Electricity tariff has dropped from 49 cents to 39 cents per kw/h, representing a 25 percent decrease in tariff in the energy sector of the country, according to a Liberia Compact implementation progress report.
The report by the Chief Executive Officer (CEO) of the Millennium Challenge Account Liberia (MCAL), MonieCaptan, during a visit to Liberia of the Deputy Vice President of Millennium Compact Challenge (MCC), Kyeh Kim recently, said a further decrease is expected in the next quarter.
Captan noted that Liberia’s Compact is unique in that it did not undergo a pre-implementation stage, but rather went directly into an implementation phase with the Mt.

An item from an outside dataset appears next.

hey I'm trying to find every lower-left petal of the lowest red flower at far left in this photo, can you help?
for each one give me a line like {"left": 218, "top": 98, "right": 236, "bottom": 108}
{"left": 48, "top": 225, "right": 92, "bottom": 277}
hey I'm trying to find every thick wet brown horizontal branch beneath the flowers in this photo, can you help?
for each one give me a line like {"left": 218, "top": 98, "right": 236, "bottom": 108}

Coffee Project.
He indicated that although the Compact entered into force on January 20, 2016, the MCAL only became fully operational about a year later due mainly to start-up activities such as staff recruitment, facilities acquisition, and the engagement of banking, fiscal and procurement services.

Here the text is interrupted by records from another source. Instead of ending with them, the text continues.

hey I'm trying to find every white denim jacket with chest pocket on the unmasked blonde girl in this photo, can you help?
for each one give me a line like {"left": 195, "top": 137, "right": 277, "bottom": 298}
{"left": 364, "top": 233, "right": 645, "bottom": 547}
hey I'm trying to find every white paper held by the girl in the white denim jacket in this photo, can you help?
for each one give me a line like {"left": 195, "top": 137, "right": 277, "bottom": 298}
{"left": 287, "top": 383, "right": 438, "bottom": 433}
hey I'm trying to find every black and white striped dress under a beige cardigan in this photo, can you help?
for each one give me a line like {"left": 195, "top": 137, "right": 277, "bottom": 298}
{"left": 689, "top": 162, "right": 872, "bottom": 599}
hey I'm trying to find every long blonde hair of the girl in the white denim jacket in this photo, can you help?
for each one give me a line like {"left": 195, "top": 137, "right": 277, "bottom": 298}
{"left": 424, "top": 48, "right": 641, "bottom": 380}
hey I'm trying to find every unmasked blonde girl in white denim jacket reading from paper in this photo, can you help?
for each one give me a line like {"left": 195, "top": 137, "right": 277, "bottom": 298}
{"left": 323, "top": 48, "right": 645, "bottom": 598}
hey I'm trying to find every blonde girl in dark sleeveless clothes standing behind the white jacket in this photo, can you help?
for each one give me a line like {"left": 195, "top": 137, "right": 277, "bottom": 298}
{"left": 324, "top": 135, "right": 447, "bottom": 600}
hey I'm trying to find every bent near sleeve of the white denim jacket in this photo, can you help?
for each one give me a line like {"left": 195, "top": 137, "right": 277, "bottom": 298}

“Despite the one-year lull, we have been able to make good progress in the implementation of the compact,” he added.
According to Captan, the energy project is well underway with the Mount Coffee Hydro Plant in White Plains outside Monrovia now on line supplying reliable electricity to the national grid, adding that the primary challenge in the energy sector is the slow rate of connection of customers to the grid.

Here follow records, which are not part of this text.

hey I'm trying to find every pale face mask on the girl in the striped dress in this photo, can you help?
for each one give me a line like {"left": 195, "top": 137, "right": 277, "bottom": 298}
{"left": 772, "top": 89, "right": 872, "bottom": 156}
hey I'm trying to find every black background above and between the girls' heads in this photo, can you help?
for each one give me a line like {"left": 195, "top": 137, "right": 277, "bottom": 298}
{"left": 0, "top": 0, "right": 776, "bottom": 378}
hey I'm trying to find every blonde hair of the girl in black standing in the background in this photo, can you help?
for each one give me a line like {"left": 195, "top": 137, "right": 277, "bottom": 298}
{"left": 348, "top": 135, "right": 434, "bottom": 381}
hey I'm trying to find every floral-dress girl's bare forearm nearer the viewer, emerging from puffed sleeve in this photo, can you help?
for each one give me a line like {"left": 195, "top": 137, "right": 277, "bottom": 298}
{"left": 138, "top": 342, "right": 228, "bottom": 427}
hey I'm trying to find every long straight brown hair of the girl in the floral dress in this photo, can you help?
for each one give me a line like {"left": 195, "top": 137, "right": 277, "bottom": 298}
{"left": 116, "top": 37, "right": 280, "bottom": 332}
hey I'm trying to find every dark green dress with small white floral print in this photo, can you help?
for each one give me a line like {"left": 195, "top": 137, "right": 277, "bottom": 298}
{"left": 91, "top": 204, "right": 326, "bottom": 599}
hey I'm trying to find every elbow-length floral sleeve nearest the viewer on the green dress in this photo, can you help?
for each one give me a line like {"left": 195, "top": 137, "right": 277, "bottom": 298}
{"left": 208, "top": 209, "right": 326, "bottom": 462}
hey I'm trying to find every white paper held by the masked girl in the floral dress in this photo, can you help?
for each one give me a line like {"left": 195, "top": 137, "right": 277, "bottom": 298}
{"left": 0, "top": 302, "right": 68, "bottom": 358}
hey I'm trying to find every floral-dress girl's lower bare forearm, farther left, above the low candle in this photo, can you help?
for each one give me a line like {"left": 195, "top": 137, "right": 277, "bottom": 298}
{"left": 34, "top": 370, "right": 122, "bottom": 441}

The report indicated that at present, the peak load at the Mount Coffee Hydro Plant in White Plains outside Monrovia is around 20.5 megawatts which represents only a quarter of the full capacity of the plant.
The Liberia Electricity Corporation (LEC) and some of its donor partners, the report continued, have now embarked on a connection campaign to boost the connection numbers and rate, adding that now connected are large customers, including the Royal Grand Hotel, ERA Supermarket, Orange and the Riverview Compound.
“We expect to see better progress in the months ahead,” the report said.